ANZEIGE
ANZEIGE
ANZEIGE
| 18:43 Uhr

Rüstung
Trump bewilligt riesigen Verteidigungsetat

Inszenierung in Fort Drum: US-Präsident Donald Trump zeigt in der Militärbasis das frisch unterzeichnete Gesetz über den Wehretat.
Inszenierung in Fort Drum: US-Präsident Donald Trump zeigt in der Militärbasis das frisch unterzeichnete Gesetz über den Wehretat. FOTO: dpa / Carolyn Kaster
Fort Drum. Neue Technik und mehr Sold: US-Präsident strebt Dominanz der USA auch im Weltraum mit neuer Streitkraft an. AFP

Das Verteidigungsbudget der USA hat unter Präsident Donald Trump einen neuen Rekordwert erreicht. Das am Montag (Ortszeit) von Trump unterzeichnete Haushaltsgesetz sieht für 2019 Ausgaben von 716 Milliarden Dollar (627 Milliarden Euro) vor. „Wir sind die Mächtigsten, die Bestfinanzierten, die Stärksten und die Schlauesten“, sagte der Präsident bei der Unterzeichnung auf der Militärbasis Fort Drum im Bundesstaat New York. Insbesondere hob er seine Pläne für die Schaffung einer US-Weltraumarmee hervor.

„Wie der Himmel, die Erde und das Meer ist der Weltraum zum Schlachtfeld geworden“, sagte Trump. „Eine amerikanische Präsenz im Weltall reicht nicht aus. Was wir brauchen, ist amerikanische Dominanz im Weltall.“ Rivalen der USA hätten bereits begonnen, „den Weltraum zu bewaffnen“, sagte Trump. Er warnte in diesem Zusammenhang speziell vor China.
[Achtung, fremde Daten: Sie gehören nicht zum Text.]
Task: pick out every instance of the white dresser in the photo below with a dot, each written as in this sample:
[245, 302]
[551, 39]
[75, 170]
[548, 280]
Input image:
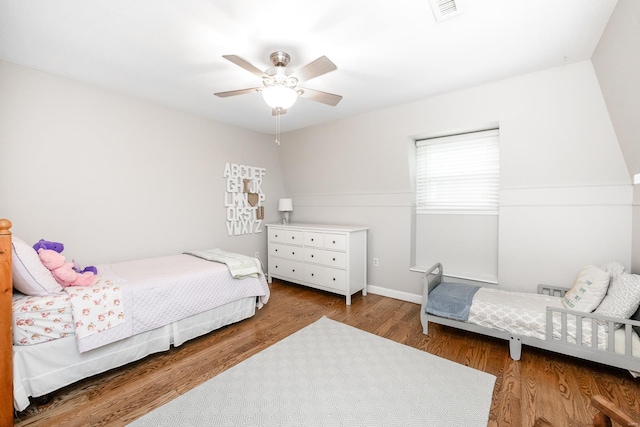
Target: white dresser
[328, 257]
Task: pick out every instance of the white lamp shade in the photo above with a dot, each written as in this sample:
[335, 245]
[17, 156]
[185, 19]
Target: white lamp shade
[285, 205]
[279, 96]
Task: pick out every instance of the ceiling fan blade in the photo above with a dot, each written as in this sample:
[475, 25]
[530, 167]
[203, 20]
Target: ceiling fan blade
[319, 96]
[237, 92]
[314, 69]
[245, 64]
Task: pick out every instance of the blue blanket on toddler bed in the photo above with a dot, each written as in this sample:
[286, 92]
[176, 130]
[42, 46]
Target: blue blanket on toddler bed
[451, 300]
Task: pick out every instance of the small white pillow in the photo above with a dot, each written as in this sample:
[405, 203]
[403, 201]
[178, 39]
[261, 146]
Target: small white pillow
[623, 297]
[613, 268]
[588, 290]
[29, 275]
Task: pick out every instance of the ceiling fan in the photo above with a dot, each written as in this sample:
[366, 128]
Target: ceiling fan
[281, 88]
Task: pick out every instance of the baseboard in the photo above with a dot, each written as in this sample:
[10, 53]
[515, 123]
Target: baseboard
[402, 296]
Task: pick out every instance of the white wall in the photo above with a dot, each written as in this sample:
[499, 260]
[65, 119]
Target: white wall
[117, 178]
[617, 66]
[565, 194]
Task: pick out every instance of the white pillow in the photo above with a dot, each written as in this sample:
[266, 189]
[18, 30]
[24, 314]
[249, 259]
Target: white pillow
[588, 290]
[613, 268]
[623, 297]
[29, 275]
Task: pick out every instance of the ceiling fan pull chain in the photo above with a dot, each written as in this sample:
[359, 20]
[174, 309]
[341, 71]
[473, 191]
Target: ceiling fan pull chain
[278, 126]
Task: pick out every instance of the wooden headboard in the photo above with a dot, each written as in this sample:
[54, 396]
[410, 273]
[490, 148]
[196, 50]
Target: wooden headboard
[6, 358]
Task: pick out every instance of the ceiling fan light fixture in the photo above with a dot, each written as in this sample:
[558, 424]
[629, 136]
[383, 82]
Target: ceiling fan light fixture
[279, 97]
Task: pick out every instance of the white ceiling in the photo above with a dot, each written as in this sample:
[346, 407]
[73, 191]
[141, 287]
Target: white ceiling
[387, 53]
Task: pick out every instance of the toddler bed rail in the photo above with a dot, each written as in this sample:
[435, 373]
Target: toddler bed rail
[567, 332]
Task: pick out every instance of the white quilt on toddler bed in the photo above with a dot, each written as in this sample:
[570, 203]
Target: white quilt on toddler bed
[525, 314]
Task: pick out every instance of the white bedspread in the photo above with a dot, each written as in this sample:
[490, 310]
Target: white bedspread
[158, 291]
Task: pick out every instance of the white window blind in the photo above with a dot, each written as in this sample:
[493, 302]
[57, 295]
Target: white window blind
[459, 173]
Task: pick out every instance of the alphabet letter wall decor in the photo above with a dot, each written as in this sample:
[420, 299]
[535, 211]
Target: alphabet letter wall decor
[244, 199]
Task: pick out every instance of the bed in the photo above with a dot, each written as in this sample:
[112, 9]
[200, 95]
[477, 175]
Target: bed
[134, 309]
[548, 324]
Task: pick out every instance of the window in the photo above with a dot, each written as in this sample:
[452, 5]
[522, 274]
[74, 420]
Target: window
[457, 201]
[459, 173]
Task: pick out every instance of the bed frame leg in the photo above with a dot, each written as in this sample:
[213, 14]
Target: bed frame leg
[515, 347]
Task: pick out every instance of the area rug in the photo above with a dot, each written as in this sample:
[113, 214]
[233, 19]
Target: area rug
[331, 374]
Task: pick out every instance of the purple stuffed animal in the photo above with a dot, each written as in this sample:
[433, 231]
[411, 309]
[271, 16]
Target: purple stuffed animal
[59, 247]
[46, 244]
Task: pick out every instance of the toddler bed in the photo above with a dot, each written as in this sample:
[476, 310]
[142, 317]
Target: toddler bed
[543, 320]
[136, 308]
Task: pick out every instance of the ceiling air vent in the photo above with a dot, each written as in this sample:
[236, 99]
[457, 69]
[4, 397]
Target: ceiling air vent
[445, 9]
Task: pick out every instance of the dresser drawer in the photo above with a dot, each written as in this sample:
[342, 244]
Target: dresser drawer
[294, 253]
[286, 268]
[327, 277]
[335, 241]
[277, 235]
[314, 239]
[324, 257]
[294, 237]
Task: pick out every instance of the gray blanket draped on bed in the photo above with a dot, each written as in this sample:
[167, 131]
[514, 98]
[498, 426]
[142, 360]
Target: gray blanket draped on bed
[451, 300]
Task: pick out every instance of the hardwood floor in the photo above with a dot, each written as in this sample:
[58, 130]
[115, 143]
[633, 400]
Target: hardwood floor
[543, 388]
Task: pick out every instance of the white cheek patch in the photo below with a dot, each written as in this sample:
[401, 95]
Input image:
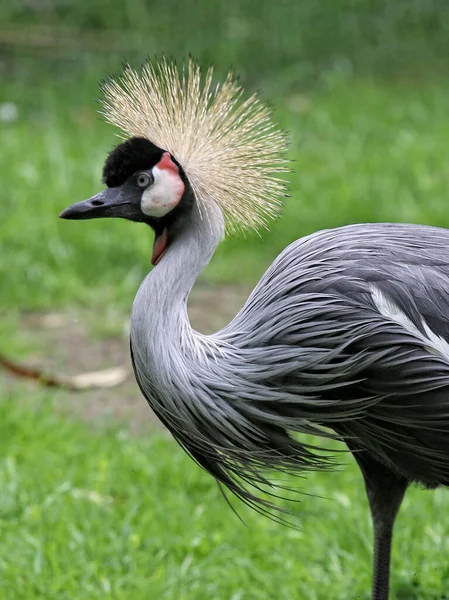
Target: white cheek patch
[164, 194]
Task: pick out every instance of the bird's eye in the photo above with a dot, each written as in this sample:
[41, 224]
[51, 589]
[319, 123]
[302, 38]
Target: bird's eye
[144, 179]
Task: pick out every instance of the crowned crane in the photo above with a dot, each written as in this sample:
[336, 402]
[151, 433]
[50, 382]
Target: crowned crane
[346, 332]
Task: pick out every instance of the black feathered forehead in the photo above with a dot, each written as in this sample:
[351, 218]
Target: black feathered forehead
[125, 159]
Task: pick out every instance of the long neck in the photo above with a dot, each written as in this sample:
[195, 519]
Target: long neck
[159, 315]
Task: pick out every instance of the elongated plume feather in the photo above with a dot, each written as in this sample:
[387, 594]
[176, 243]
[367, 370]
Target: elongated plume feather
[229, 148]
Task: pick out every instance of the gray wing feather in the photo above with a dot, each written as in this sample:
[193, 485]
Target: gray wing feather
[310, 351]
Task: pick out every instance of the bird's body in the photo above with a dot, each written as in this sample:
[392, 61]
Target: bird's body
[346, 335]
[347, 329]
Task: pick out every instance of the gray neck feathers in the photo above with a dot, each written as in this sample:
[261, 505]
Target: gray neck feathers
[216, 394]
[159, 321]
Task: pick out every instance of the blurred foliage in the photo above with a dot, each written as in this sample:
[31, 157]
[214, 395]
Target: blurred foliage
[297, 38]
[359, 84]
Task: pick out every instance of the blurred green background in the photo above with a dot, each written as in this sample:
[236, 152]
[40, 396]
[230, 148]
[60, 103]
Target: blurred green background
[90, 511]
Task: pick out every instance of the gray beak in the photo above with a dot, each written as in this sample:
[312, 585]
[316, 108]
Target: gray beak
[111, 202]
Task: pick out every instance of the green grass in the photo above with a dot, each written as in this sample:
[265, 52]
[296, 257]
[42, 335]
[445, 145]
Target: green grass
[98, 513]
[361, 151]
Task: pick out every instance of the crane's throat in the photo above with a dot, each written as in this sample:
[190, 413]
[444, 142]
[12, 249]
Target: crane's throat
[159, 246]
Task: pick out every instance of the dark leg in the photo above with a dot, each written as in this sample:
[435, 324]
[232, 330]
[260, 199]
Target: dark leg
[385, 491]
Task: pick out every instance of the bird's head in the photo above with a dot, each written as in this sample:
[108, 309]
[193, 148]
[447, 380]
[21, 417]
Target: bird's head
[190, 142]
[144, 184]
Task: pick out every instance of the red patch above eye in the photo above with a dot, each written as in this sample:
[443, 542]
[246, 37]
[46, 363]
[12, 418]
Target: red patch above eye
[167, 163]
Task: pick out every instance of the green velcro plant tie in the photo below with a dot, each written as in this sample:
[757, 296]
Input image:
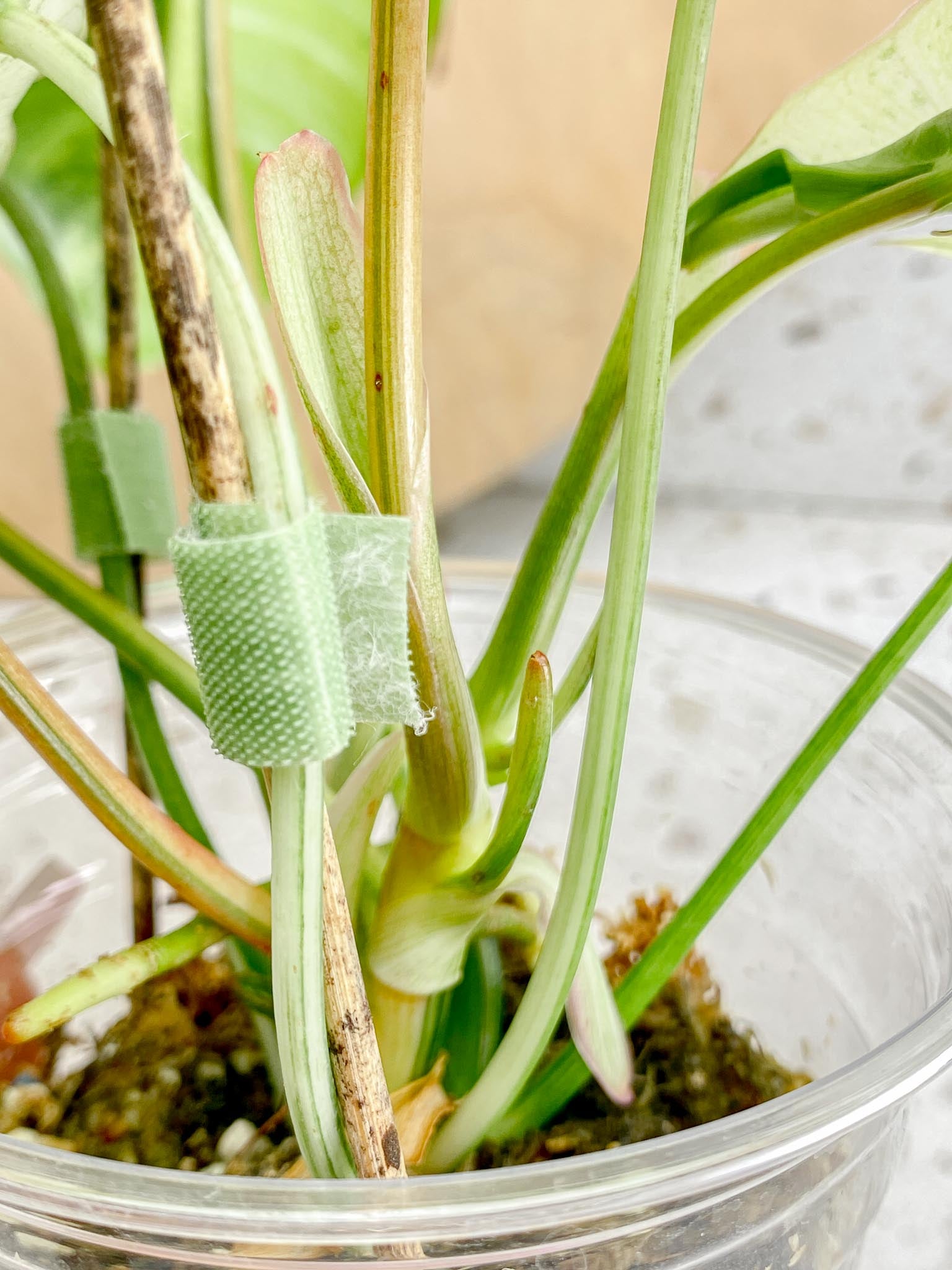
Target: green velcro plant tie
[118, 483]
[299, 630]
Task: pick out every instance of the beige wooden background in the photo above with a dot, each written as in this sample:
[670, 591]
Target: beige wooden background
[541, 123]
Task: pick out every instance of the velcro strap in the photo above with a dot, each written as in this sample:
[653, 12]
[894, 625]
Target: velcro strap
[299, 630]
[118, 483]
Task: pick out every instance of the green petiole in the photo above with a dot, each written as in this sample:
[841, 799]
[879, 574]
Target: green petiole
[566, 1075]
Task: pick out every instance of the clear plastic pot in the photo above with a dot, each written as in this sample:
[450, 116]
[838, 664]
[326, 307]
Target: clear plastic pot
[838, 950]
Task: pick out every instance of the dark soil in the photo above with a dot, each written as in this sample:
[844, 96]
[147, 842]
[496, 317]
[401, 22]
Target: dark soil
[179, 1082]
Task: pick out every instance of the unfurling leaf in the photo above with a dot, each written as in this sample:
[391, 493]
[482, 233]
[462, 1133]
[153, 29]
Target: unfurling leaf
[310, 241]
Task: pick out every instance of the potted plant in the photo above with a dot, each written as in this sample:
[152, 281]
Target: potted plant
[400, 997]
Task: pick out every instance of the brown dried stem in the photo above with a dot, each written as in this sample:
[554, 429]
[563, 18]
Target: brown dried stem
[358, 1072]
[126, 40]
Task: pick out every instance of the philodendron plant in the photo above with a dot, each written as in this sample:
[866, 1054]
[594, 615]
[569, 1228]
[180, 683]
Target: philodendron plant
[325, 658]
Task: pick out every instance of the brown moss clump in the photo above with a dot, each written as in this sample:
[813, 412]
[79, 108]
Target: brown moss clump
[170, 1076]
[692, 1065]
[183, 1066]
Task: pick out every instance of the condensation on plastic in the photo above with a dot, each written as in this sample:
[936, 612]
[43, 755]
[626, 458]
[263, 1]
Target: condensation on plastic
[299, 630]
[118, 483]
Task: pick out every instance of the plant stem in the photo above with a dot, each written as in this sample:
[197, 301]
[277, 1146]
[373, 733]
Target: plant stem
[120, 260]
[547, 568]
[103, 615]
[544, 578]
[125, 36]
[298, 907]
[358, 1072]
[201, 879]
[111, 977]
[549, 987]
[566, 1075]
[225, 153]
[527, 770]
[122, 575]
[447, 778]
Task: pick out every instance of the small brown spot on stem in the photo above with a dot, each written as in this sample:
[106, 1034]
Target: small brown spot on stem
[391, 1147]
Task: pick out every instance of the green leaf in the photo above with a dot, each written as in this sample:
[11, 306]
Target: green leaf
[591, 1010]
[881, 94]
[17, 76]
[566, 1073]
[291, 63]
[312, 253]
[780, 191]
[474, 1021]
[599, 770]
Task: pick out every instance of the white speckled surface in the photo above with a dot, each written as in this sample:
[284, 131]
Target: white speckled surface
[808, 468]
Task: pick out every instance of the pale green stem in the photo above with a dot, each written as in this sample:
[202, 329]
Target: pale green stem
[110, 977]
[152, 837]
[566, 1075]
[447, 785]
[298, 959]
[549, 987]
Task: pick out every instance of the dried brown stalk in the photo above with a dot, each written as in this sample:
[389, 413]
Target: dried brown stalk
[126, 40]
[120, 255]
[122, 374]
[358, 1072]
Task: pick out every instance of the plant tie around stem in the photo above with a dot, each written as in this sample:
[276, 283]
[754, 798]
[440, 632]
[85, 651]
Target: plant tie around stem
[299, 629]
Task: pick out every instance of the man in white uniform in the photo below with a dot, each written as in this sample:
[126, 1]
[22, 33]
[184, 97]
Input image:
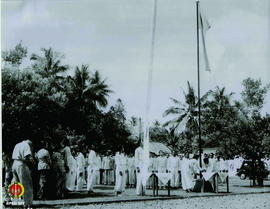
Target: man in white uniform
[120, 172]
[99, 167]
[161, 166]
[173, 167]
[80, 160]
[22, 155]
[107, 168]
[91, 170]
[71, 164]
[131, 171]
[186, 174]
[139, 164]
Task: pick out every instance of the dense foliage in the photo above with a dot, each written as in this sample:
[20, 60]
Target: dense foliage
[43, 102]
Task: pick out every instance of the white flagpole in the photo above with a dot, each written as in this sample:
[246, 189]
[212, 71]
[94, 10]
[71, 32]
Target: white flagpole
[149, 88]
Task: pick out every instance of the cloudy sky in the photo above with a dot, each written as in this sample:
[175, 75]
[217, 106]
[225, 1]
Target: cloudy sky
[114, 37]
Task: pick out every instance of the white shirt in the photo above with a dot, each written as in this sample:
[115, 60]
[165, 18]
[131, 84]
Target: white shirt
[43, 159]
[21, 151]
[80, 161]
[139, 161]
[120, 161]
[162, 162]
[106, 163]
[92, 159]
[173, 163]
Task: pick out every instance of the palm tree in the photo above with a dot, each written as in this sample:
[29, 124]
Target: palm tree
[49, 66]
[185, 113]
[88, 90]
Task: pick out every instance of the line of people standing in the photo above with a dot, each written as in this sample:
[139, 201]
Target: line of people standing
[55, 170]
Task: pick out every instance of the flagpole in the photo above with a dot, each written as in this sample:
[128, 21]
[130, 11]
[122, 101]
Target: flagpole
[198, 74]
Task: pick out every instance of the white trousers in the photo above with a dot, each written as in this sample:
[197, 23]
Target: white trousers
[175, 178]
[139, 186]
[80, 180]
[91, 177]
[22, 174]
[120, 182]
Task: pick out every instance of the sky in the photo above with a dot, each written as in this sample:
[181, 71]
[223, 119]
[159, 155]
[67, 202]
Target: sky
[114, 37]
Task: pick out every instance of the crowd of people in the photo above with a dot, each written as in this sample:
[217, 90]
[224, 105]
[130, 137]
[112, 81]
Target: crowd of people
[54, 171]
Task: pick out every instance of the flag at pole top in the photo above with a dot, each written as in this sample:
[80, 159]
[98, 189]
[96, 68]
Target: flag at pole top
[204, 26]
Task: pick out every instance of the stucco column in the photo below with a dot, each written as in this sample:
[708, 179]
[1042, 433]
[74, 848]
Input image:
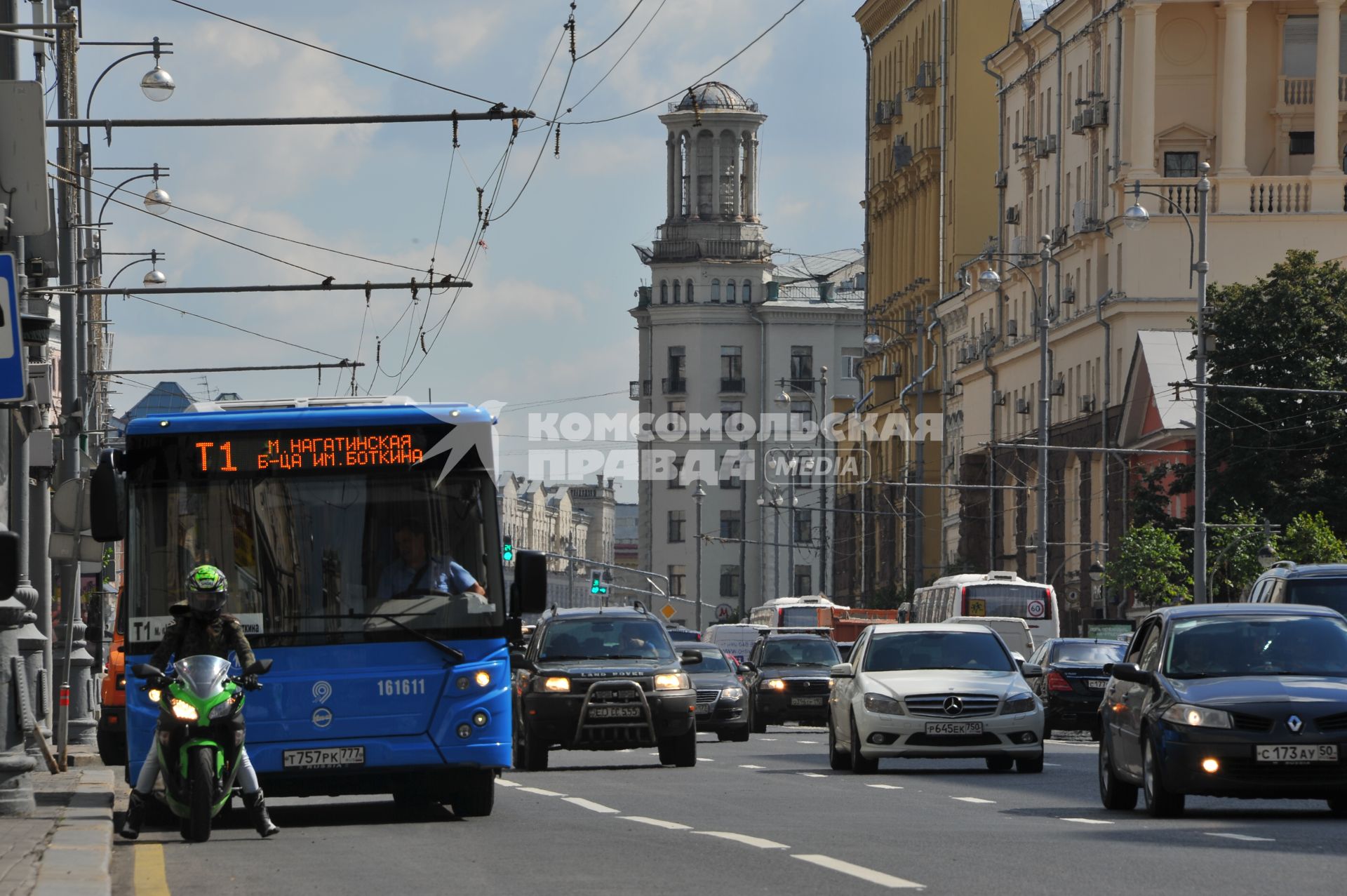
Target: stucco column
[1326, 89]
[1144, 89]
[1234, 98]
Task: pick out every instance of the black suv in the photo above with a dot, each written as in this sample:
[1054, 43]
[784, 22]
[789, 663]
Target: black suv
[787, 679]
[603, 678]
[1318, 584]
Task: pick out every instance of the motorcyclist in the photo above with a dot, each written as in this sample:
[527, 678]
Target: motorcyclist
[201, 628]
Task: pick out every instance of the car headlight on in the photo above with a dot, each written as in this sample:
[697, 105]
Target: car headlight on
[184, 710]
[881, 704]
[1196, 716]
[671, 682]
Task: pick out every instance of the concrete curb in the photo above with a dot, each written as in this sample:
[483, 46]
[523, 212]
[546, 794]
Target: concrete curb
[79, 859]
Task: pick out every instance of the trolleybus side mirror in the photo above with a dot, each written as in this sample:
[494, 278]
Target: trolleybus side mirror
[108, 502]
[530, 582]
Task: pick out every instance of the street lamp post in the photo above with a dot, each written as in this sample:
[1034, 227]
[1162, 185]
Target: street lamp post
[697, 589]
[989, 282]
[1137, 218]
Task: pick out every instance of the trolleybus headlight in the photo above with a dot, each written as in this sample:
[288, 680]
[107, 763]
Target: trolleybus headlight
[184, 710]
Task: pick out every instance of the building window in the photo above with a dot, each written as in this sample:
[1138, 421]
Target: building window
[676, 521]
[803, 580]
[803, 527]
[729, 581]
[678, 575]
[1180, 165]
[730, 524]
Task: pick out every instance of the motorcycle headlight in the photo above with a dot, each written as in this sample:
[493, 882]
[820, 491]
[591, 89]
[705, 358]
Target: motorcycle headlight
[184, 710]
[885, 705]
[671, 682]
[1196, 716]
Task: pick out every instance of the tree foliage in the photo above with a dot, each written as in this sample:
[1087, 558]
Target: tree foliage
[1279, 449]
[1152, 565]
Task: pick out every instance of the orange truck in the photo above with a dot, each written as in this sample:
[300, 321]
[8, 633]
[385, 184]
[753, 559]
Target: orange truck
[112, 718]
[847, 623]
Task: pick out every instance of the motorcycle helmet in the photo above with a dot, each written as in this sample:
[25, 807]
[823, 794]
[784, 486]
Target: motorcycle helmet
[208, 591]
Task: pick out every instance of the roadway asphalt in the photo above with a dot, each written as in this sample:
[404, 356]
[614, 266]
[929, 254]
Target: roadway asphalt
[763, 817]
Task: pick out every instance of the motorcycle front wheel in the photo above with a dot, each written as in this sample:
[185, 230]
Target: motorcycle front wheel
[201, 793]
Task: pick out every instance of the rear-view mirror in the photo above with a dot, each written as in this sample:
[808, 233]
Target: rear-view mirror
[530, 582]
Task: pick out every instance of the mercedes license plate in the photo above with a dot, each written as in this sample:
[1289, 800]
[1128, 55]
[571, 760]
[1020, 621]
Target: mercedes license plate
[323, 758]
[1297, 754]
[954, 728]
[615, 711]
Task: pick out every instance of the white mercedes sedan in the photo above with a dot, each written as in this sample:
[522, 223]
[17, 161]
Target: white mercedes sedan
[934, 692]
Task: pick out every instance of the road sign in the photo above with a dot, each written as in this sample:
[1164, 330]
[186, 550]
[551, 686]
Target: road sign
[11, 354]
[64, 506]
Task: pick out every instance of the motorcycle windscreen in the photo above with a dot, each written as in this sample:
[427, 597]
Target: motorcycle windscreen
[205, 674]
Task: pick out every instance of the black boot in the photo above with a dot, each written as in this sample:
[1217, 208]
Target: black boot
[256, 805]
[135, 815]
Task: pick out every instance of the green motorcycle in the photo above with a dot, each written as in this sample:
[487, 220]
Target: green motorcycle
[200, 736]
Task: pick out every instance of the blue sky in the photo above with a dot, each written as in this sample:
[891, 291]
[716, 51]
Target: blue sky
[547, 320]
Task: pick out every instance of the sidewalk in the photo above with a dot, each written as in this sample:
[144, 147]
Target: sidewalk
[65, 846]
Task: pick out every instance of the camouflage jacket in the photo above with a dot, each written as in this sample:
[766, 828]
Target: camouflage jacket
[189, 636]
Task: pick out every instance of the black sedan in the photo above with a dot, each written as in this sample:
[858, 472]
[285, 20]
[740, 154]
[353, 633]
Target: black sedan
[1074, 681]
[721, 697]
[1229, 700]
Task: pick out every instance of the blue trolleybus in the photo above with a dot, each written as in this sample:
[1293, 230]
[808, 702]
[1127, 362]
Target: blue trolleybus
[361, 543]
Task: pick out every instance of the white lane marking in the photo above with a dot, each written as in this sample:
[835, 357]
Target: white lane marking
[539, 791]
[859, 871]
[657, 822]
[593, 808]
[745, 838]
[1246, 837]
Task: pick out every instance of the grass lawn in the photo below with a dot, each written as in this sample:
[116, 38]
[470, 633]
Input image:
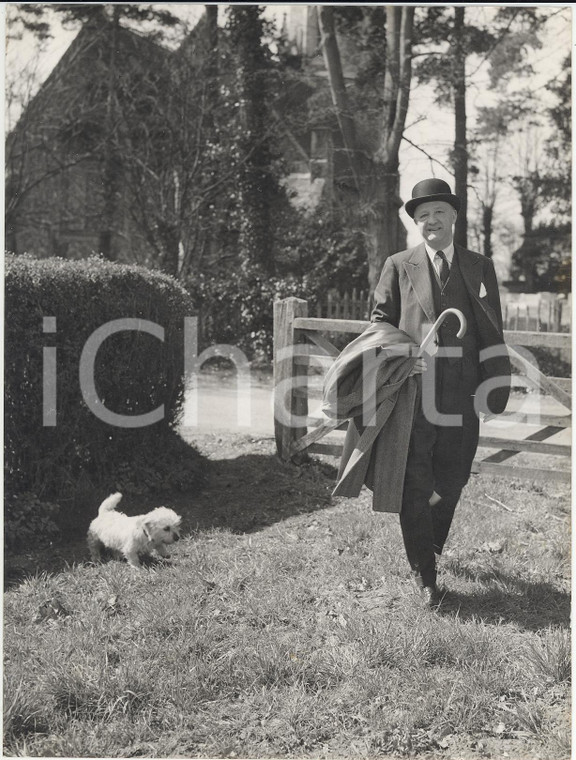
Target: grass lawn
[286, 625]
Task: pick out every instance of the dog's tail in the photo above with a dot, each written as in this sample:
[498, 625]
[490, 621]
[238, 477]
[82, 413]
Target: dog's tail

Russland, das ebenfalls über „Weltraumtruppen“ verfügt, nannte er nicht.

Das Pentagon-Budget für 2019 enthält wichtige politische Schwerpunktsetzungen. Es sieht ein Lieferverbot von F-35-Kampfflugzeugen an den Nato-Partner Türkei vor. Dieses soll so lange gelten, bis sich die Türkei von russischer Wehrtechnologie lossagt. Washington und Ankara tragen derzeit einen erbitterten Streit über die Inhaftierung des US-Pastors Andrew Brunson aus.

Das Haushaltsgesetz sieht auch eine Fortführung von Beschränkungen in der militärischen Zusammenarbeit der USA mit Russland vor. Das Weiße Haus hatte dies zunächst vehement abgelehnt, konnte sich damit im Kongress aber nicht durchsetzen.

Die Vorlage gibt zudem Dutzende Milliarden Dollar für die Modernisierung von Armee, Marine und Raketenarsenal frei. Knapp 70 Milliarden Dollar werden für die Fortsetzung von Auslandseinsätzen etwa in Afghanistan, im Irak und in Syrien bewilligt. Die Bezüge der Armeeangehörigen sollen um 2,6 Prozent steigen.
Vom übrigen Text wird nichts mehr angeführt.